Laboriously

If you’ve never had the pleasure of working for corporate America, you might be blissfully unaware of the concept of PTO. PTO is “paid time off”, and its entire purpose is to nickel-and-dime cubicle-dwellers and wage-slaves of their days off over the course of a work year.

See, instead of having traditional sick days or holidays, employees who deal with PTO actually stash a bank of hours. You get a few hours tacked on every paycheck, and you cash them in to take paid days off. If your pinky toe explodes and you need to take the day off to see a doctor and get fitted for a robotic one, you’d accomplish this by cashing in eight PTO hours.

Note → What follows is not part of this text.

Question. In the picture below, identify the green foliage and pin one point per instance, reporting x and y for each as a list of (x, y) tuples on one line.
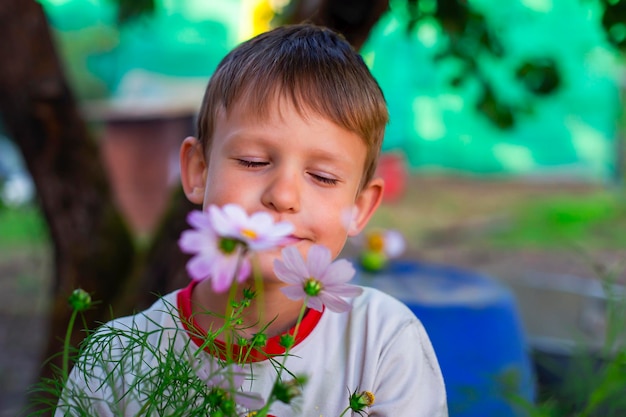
[(595, 221), (22, 226)]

Years ago Peanut had this pretty sweet gig where she was paid an eight hour shift differential each week. In essence, she was working thirty-two hours but getting paid for forty. This was the company’s decision, not hers, since they didn’t need someone putting forty hours into that particular position but also didn’t want to lose a valuable full-time employee. Only having four eight-hour shifts a week was pretty nice, but of course our budget was balanced on both of us earning forty hours.

If, for some reason, she didn’t work her entire thirty-two hours, she lost her shift differential. Say, if she went in one hour late? She lost that one hour (in PTO) and then lost another eight off her paycheck. If she ever needed a day off she lost the equivalent of a full shift’s pay in addition to the eight hours of PTO she had to cash in. She ended up having to find somewhere to work an extra shift at some point in that pay period if she wanted to make her bills. To get a “day off” she had to cash in her PTO and then work the shift anyway so as not to lose her shift differential.

It was the functional equivalent of just switching shifts with a co-worker, but the company wouldn’t allow that. They were bleeding off their PTO for no reason.

An even more devilish scheme is taking place where I’m at now. Because we’re a 24/7 call center we are open on all those nice little holidays the rest of the country takes for granted. Labor Day, for example. They operate these holidays with a skeleton crew, so what happens is they put out a Holiday Sign-Up sheet. Now let me compose myself a moment and see if I can explain this properly.

If you’re scheduled to work on the same day as the holiday, you by default get it off. You’re forced to cash in eight hours of PTO. If you don’t want the day off, you can sign up to work a shortened shift that day. They pay time-and-a-half on holidays, so you’re working four hours and getting paid for six, but you still need to cash in two hours of PTO to make up the difference. So really your options are “cash in eight hours of PTO” or “cash in two hours of PTO”. And that’s if you’re lucky enough to make it to the Holiday Sign-Up sheet before all the four-hour shifts are taken.

But me? I’ve lucked my way into this scheme where I beat the PTO system and come out ahead. Because I work such a nontraditional shift, I’m not subject to the whims of the Holiday Sign-Up sheet. If I’m scheduled to work a holiday, like I am today, I’m just expected to show up. I don’t actually miss the holiday in my real life, if I had something planned, because nobody celebrates holidays in the middle of the night. And I’m not forced to cash in any of my PTO, because I’m not actually taking any hours off. I still get that time-and-a-half, though — twelve hours’ pay for working eight.

So my PTO is just sitting there, quietly stockpiling, never touched by shift differentials or sign-up sheets. It can be cashed in for time off or, with some extra paperwork, for cold hard cash. So one day I’ll have enough to take a month-long nap, or at least buy myself one of those awesome robotic toes I’ve been hearing so much about.

1 comment to Laboriously

  • Destil

    As right as you may be at times that my job sounds like hell, at least I’m salaried. Sucks when something huge breaks and I’m there 80 hours in a week, but my bosses honestly don’t want me to work more than 40 hours a week (upper management, on the other hand…) and thus don’t care if I only put in 30 total the following week or take an extra Friday off. And twice a month I get a check with the exact same number on it as the last one.